Kodak physicist Julian Webb took it upon himself to investigate these claims.

He traced the issue back to the company's cardboard mill in Vincennes, Indiana. Webb, who knew about radiation from working on the Manhattan Project, determined that the river water used in making the cardboard had been radioactively contaminated.

But he didn't stop there. Webb then tested the radioactive elements to figure out where they came from. He discovered that they weren't from a naturally occurring source, like radium, but instead, likely products of, "wind-borne fission product derived from the atom-bomb detonation in New Mexico," he wrote in 1949.

That means fallout from the Trinity Test had drifted all the way from outside Alamogordo, New Mexico, to Kodak's plant in Indiana.

Perhaps because of patriotism, or perhaps because Webb himself had worked on the Manhattan Project, he chose not to release this information to the public for 4 years, when he published his findings in the scientific journal Physical Review.

Instead, Kodak took extra precautions like installing Geiger counters at its headquarters in Rochester, New York.

An up close look at Kodak Eastman's Rochester, New York headquarters, with the gilded gold KODAK name as the main focus.
The Rochester, New York, headquarters of the Eastman Kodak Company.

The government told Kodak when to protect its films

Six years later, those Geiger counters began ominously clicking, picking up radiation levels 25 times higher than normal, The Bulletin of the Atomic Scientists reported in 1997.

This coincided with January 27, 1951, when the Atomic Energy Commission dropped the first atomic bomb at its new Nevada testing site.

This was Kodak's last straw.
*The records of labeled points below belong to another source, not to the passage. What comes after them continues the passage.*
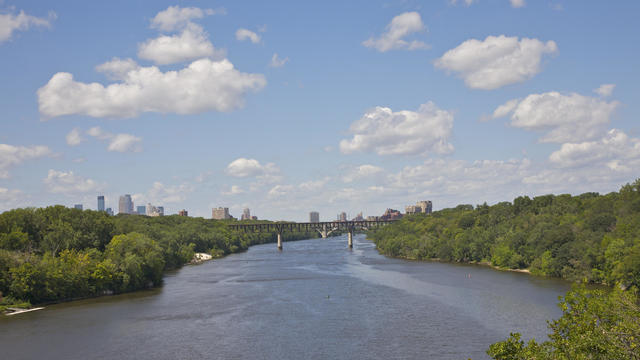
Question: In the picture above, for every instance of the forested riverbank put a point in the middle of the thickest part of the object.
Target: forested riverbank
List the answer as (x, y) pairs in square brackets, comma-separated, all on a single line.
[(589, 237), (56, 253)]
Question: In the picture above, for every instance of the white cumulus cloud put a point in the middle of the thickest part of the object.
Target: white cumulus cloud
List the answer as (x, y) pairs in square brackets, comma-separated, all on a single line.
[(277, 61), (361, 172), (244, 34), (615, 150), (204, 85), (9, 23), (386, 132), (400, 26), (234, 190), (74, 137), (563, 117), (117, 69), (66, 182), (125, 143), (10, 198), (14, 155), (175, 17), (117, 142), (243, 167), (605, 90), (164, 194), (466, 2), (496, 61), (192, 43)]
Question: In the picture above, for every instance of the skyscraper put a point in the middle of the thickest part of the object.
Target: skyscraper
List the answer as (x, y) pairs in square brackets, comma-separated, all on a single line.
[(125, 204), (101, 203)]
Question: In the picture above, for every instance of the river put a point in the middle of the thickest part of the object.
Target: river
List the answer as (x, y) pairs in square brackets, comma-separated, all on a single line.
[(314, 300)]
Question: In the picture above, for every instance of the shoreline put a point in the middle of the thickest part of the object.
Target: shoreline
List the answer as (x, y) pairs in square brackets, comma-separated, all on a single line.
[(479, 263), (204, 257)]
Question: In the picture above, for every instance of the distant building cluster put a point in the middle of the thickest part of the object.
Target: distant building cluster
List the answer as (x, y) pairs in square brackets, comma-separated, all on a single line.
[(222, 213), (126, 206), (154, 210), (421, 207)]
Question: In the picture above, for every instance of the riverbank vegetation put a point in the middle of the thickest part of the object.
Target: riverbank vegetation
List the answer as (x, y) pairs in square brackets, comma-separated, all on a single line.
[(595, 324), (56, 253), (590, 237)]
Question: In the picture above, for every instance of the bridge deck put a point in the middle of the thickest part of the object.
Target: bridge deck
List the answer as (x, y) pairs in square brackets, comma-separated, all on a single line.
[(309, 226)]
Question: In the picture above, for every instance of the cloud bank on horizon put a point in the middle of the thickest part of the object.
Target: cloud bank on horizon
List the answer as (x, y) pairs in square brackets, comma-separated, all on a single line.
[(403, 122)]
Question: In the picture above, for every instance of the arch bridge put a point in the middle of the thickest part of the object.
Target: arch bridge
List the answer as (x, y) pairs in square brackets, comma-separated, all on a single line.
[(324, 228)]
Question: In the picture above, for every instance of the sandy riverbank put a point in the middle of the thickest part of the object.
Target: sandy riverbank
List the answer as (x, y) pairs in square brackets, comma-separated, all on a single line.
[(199, 258)]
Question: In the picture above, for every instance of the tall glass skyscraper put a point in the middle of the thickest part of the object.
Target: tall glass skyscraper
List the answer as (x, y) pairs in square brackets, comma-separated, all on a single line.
[(125, 205), (100, 203)]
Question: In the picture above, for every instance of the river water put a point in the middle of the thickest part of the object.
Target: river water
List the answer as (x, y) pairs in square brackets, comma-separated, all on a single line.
[(314, 300)]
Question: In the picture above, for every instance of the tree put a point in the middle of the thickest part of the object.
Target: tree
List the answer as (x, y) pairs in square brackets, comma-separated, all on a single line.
[(595, 324), (139, 259)]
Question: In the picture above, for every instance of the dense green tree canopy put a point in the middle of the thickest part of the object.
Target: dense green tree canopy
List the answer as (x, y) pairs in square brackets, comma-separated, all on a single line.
[(57, 253), (590, 237)]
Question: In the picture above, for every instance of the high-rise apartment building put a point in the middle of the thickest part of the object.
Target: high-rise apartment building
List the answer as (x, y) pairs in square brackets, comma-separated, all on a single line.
[(424, 207), (154, 210), (125, 204), (101, 203), (220, 213)]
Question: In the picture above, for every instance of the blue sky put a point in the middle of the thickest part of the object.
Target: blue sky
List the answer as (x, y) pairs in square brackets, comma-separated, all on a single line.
[(287, 107)]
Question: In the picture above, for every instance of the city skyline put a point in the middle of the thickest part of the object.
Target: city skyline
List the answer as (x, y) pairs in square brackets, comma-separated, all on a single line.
[(288, 107)]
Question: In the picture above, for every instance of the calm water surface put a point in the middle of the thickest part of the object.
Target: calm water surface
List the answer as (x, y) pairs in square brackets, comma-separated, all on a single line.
[(314, 300)]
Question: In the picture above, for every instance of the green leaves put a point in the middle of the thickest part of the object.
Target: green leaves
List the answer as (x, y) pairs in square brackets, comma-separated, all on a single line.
[(595, 324)]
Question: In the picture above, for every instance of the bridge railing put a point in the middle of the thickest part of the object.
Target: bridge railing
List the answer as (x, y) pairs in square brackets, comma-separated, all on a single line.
[(309, 226)]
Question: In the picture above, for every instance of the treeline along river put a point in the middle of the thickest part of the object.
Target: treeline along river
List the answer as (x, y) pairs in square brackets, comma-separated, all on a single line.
[(314, 300)]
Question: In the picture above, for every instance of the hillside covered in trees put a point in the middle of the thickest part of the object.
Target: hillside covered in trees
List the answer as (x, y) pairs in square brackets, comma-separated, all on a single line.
[(589, 237), (56, 253)]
Making the argument that they were losing significant amounts of product, they threatened to sue the AEC.

In order to avoid going to court, the government agreed to give Kodak advance notice of any future nuclear testing, according to a 1997 Senate hearing.

The government even agreed to give the company maps that predicted fallout zones based on weather patterns. That's the last official records of the tug of war between the company and the government, but it wasn't the last that history had to say on fallout.

In the decades following, reports from the National Cancer Institute began telling the public about the dangers of nuclear fallout. After that, government hearings started to hold officials to account.

While rehashing this affair in a 1997 Senate hearing, Sen. Tom Harkin of Iowa asked, "Why do you suppose it was that the government of the United States saw fit to inform Kodak about fallout and to give them advance warnings on where the hot spots would be, but would not do so for the general public, especially in Utah and Idaho and places like that?"

He continued: "I am speculating here. Why would the government not say: Look, we are going to have an atomic bomb blast; for the next couple of months, people in this area, you ought not to drink milk. Why was that not done? I mean, they told Kodak to protect their films."